Wednesday, July 11, 2007

The New Drumbeat on Iran

Every opportunity seems to be taken to paint Iran as the new great enemy but Americans so far do not seem to have reacted very strongly to the attempt to drum up support for attacking Iran. The Bush administration may go ahead anyway and try to at least set back Iran's nuclear programme by a bombing campaign.

The new drumbeat on Iran / The Guardian

Stephen Kinzer

July 11, 2007 6:30 PM

Why attack Iran? War hawks in Washington are having trouble answering
that question. Even their dire warnings about Iran's nuclear program
have not been enough to alarm Americans already weary of Middle East
conflicts.

Now the war drums have taken on a different tone. The Bush
administration is testing a new rationale for attacking Iran: We must
strike because Iranians are killing our soldiers in Iraq.

This is not simply a charge made by one state against another in the
hope that a misguided policy will be changed. It is also part of a
calculated effort to find an argument for bombing Iran that Americans
will accept.

The politically ambidextrous Senator Joseph Lieberman, a vigorous
supporter of Israel and the Iraq war, floated the new gambit a couple
of weeks ago. He calculated that Iran-trained units fighting in Iraq,
and weapons from Iran or manufactured with Iranian help, have been
responsible for the death of 200 American soldiers.

If Iran does not change course, he said, the United States should
"take aggressive military action against the Iranians to stop them
from killing Americans in Iraq."

Soon afterward, American press officers in Iraq began asserting that
Iran is shipping weapons to Iraqi Shiite militias, specifically
"penetrators" that can make roadside bombs more potent. Then last week
a senior American commander in Iraq, General Kevin Bergner, charged
that Iranians had helped plan a January attack in Karbala that left
five American soldiers dead.

"The reality of this is that they're killing American forces," the
general said.

Are Iranians really involved in the Iraq conflict, even arming and
training militia units fighting US troops? Probably. Might factions
within the diffuse, multi-polar Iranian government be encouraging such
aid? Possibly. Iran has deep strategic interests in Iraq, its large,
predominantly Shiite neighbor and longtime rival. It would be
unthinkable for Iran to adopt a "hands-off" policy while Iraq's future
is being decided.

By invading Iraq, the United States deposed an old order and arrogated
to itself the right to design a new one. Others - Iraqis, Iranians,
Syrians, Saudis, Kurds, Turks and a host of radical Jihadis - had
different ideas. They have insisted on their right to influence the
course of events in a suddenly chaotic Iraq. Americans threw Iraq up
for grabs, and cannot now complain that many are grabbing for it.
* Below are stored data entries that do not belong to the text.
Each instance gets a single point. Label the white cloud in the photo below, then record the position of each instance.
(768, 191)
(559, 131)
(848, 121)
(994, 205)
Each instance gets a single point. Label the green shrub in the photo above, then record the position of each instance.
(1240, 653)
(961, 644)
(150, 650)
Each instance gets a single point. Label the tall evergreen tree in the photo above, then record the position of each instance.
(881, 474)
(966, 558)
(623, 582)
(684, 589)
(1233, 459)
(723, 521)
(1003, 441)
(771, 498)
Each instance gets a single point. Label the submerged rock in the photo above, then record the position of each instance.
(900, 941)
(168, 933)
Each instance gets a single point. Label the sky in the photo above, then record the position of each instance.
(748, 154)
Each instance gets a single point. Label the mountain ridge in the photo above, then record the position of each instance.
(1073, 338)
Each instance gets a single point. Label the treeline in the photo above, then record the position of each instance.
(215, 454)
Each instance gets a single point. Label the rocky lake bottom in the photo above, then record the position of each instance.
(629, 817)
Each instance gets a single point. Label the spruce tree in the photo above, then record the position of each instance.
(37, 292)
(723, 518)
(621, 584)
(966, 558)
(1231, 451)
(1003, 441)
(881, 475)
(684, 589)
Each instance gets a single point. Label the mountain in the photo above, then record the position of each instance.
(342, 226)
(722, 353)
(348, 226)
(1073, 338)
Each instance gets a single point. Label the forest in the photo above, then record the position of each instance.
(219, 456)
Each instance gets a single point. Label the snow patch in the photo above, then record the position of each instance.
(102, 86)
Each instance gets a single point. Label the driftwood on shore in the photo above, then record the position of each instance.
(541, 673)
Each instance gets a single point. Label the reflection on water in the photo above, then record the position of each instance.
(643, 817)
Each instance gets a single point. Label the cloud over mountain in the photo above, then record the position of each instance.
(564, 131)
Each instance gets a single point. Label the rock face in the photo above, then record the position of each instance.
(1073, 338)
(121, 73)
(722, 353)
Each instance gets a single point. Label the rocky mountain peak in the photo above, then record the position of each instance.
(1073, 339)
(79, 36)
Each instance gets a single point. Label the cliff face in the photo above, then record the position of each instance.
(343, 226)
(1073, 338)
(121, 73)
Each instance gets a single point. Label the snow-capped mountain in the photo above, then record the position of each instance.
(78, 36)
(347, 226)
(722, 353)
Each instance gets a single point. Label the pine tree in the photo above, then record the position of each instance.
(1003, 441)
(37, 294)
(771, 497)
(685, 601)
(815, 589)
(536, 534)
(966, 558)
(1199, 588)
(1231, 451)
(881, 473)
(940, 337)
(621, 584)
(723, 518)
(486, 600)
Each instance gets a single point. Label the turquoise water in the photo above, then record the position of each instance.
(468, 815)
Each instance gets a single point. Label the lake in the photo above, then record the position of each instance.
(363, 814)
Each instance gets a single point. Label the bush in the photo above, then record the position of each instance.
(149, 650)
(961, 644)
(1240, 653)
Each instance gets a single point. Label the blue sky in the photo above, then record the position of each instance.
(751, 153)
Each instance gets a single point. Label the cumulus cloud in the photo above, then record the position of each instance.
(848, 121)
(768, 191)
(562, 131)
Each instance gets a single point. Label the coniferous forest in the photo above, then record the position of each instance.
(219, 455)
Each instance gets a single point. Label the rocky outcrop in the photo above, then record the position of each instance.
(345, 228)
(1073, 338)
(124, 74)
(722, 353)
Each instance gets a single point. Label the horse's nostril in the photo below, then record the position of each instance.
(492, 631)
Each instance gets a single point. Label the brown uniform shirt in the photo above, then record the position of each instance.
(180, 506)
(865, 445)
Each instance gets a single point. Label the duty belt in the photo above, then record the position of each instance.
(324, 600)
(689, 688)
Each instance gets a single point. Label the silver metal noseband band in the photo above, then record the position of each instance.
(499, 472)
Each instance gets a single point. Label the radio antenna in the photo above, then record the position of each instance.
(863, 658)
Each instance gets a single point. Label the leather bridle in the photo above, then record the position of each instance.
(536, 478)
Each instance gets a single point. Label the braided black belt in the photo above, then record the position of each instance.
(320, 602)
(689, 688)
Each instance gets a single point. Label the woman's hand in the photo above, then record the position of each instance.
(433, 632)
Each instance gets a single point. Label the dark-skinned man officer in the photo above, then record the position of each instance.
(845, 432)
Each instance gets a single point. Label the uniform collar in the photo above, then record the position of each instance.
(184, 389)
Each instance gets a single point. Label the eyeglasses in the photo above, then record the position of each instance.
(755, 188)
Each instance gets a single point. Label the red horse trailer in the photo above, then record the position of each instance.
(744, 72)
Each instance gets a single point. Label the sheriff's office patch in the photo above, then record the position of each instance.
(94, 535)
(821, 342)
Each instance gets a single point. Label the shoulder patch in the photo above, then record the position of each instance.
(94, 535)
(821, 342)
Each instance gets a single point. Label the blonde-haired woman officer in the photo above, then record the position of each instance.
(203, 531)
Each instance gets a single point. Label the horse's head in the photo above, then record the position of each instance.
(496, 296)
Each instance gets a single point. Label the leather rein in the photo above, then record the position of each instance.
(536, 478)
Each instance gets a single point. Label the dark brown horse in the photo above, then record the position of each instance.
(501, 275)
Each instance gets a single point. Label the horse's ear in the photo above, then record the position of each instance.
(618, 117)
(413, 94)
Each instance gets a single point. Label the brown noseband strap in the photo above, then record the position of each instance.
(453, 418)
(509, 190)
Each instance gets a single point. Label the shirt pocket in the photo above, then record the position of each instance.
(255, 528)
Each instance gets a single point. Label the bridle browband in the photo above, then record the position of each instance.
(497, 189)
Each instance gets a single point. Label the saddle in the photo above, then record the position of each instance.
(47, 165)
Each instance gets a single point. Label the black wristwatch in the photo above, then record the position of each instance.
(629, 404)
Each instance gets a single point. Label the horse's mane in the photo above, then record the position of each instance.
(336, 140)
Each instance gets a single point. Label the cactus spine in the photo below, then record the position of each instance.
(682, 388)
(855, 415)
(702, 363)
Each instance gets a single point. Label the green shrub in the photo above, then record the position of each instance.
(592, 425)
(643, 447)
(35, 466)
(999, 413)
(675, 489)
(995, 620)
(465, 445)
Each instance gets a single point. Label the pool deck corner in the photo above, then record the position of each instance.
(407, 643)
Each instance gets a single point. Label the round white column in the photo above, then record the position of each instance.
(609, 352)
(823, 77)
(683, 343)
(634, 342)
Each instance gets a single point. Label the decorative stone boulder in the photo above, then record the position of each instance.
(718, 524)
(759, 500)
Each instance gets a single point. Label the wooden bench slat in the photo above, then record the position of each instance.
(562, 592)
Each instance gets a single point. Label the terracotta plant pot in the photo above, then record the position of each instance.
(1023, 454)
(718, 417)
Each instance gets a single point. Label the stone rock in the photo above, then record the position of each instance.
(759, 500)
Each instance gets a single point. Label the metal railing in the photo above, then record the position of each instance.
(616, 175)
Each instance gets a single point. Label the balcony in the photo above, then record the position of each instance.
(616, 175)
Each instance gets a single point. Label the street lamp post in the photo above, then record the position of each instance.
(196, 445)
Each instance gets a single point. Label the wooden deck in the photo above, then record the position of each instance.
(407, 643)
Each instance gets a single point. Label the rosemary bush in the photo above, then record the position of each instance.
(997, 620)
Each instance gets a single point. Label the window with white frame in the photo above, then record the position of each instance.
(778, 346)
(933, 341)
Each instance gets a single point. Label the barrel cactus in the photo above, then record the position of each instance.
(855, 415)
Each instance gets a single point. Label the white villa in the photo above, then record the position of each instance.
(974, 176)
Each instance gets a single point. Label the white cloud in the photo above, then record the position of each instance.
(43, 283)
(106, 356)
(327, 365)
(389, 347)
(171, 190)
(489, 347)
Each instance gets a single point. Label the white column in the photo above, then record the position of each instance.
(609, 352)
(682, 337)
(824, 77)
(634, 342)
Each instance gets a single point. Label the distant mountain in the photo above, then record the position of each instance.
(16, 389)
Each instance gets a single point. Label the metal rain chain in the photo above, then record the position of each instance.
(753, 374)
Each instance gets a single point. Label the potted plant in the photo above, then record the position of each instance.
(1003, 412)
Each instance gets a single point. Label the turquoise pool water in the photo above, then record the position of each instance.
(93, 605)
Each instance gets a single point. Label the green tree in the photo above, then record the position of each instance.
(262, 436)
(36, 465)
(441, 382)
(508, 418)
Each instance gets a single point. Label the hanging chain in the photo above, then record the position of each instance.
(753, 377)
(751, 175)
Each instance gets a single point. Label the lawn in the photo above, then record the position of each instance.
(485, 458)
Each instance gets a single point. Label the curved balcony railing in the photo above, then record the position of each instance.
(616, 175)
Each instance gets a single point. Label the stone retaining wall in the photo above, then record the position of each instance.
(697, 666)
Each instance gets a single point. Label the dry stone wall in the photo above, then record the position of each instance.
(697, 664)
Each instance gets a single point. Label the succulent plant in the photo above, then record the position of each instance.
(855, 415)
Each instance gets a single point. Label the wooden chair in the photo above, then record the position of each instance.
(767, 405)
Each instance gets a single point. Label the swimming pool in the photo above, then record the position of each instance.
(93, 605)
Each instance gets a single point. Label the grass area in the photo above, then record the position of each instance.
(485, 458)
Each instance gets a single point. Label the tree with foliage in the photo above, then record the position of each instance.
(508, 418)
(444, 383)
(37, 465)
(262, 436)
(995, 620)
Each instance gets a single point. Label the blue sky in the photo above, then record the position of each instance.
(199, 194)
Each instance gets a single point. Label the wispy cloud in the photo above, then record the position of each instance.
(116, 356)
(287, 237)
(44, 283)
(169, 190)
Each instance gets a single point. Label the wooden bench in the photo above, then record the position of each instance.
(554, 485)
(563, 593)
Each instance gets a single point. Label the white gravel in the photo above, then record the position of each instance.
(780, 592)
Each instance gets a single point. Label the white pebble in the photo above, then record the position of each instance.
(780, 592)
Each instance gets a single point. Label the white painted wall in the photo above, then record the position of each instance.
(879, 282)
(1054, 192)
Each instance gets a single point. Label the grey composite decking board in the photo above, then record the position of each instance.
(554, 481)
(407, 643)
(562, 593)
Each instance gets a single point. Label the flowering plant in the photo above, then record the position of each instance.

The larger question is whether Iran's involvement in Iraq - even if
Iran could be found directly responsible for the death of Americans -
is so outrageously provocative that it justifies an American attack.
History argues that it is not.

Most American soldiers killed in the Korean War fell victim to mines,
bombs or bullets made in China. General Douglas MacArthur - sounding
much like some in Washington today - wanted to carry the war into
China itself. President Harry Truman wisely refused and, when
MacArthur persisted, relieved him of his command.

During the Vietnam War, the Soviet Union supplied North Vietnam with
weapons and ammunition that killed thousands of American soldiers. Yet
no one in the Johnson or Nixon administrations ever considered
attacking Moscow in retaliation.

Nor did the Sandinista government in Nicaragua try to attack the
United States during the 1980s, when American weapons and
American-trained fighters were killing Nicaraguan soldiers and
civilians. Helping friends during wartime is a tactic as old as proxy
war itself.

Accusing Iran of deep involvement in the Iraq war is more than a way
to lay the groundwork for a US attack. It also provides a scapegoat
for America's looming defeat. By this rationale, the American
occupation would have succeeded, and Iraq would now be blooming and
tranquil, if only Iran had not interfered and ruined everything.

Not even Americans are likely to swallow that one. Most reject the
various rationales the Bush administration has so far offered to
justify a possible attack on Iran. If they remain hostile to the idea,
President Bush will eventually have to ask himself a fateful question:
Should I attack anyway?

Attacking Iran would accomplish at least one thing Bush must be
seeking. It will assure that future historians will not remember the
invasion of Iraq as his biggest blunder.